Platform Integration: End-to-End Subscription, Distribution, and Trading
Unlike other platforms that only offer a single subscription portal, Gate has integrated Pre-IPOs into a standardized product framework, creating a complete chain from entry to post-subscription processing. Users can access Pre-IPOs via Earn / Launch / Pre-IPOs paths; after subscribing, asset certificates are sent to spot accounts and fully unlocked for subsequent trading. This unified "subscription-distribution-trading" design not only lowers user friction, but also brings part of the pre-IPO price discovery process onto Gate’s pre-market trading system.
Conclusion
The ongoing surge in pre-IPO valuations in 2026 is rooted in the interplay of three forces: longer time to IPO, ample macro liquidity, and regulatory clarity.
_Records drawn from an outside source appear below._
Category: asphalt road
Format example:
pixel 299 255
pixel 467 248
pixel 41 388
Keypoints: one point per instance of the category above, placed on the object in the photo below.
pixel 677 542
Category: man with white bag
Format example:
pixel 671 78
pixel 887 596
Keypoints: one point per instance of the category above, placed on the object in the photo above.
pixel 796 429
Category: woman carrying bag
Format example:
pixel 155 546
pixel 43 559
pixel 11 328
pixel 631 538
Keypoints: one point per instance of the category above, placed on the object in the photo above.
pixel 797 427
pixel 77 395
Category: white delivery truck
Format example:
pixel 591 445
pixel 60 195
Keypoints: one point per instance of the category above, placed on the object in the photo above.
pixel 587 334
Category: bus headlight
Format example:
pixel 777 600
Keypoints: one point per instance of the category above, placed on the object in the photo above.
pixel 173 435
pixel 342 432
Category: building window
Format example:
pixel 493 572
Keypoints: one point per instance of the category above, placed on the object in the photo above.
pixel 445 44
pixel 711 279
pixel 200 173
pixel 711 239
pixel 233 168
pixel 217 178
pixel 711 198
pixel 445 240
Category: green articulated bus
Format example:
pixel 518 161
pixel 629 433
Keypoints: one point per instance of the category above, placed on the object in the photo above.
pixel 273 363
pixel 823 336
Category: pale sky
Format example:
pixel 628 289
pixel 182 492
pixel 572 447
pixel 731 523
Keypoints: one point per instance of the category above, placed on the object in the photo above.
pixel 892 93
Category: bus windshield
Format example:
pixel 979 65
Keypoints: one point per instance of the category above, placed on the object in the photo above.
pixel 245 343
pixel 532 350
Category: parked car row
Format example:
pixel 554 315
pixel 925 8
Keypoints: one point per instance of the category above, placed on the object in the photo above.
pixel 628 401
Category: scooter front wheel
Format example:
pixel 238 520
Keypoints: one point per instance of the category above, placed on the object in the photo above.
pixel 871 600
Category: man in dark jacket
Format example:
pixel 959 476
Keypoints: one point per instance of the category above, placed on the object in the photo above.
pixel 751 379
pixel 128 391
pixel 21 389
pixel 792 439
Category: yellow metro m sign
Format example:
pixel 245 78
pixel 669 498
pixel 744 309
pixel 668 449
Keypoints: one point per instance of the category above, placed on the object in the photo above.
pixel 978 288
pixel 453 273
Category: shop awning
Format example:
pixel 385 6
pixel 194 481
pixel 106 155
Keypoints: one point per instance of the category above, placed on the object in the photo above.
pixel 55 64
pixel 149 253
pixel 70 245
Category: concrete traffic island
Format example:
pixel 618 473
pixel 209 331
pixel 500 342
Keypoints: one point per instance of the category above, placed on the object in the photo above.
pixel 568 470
In this historic window, the IPOs of mega-unicorns like SpaceX, OpenAI, and Anthropic are set to unlock over $4 trillion in primary market value. For ordinary users, Gate Pre-IPOs leverages tokenization and platform integration to lower the traditional multi-million-dollar pre-IPO threshold to just 100 USDT, offering a complete participation path from subscription and pre-market trading to exit. However, investors should remain clear-eyed: pre-IPO investing carries risks such as uncertain IPO timing, inflated valuations, and liquidity fluctuations. Instruments like SPCX are not direct equity, but complex structured products suitable only for those with a high risk appetite. In this unprecedented capital feast, the key isn’t just "whether to participate," but "how to participate rationally."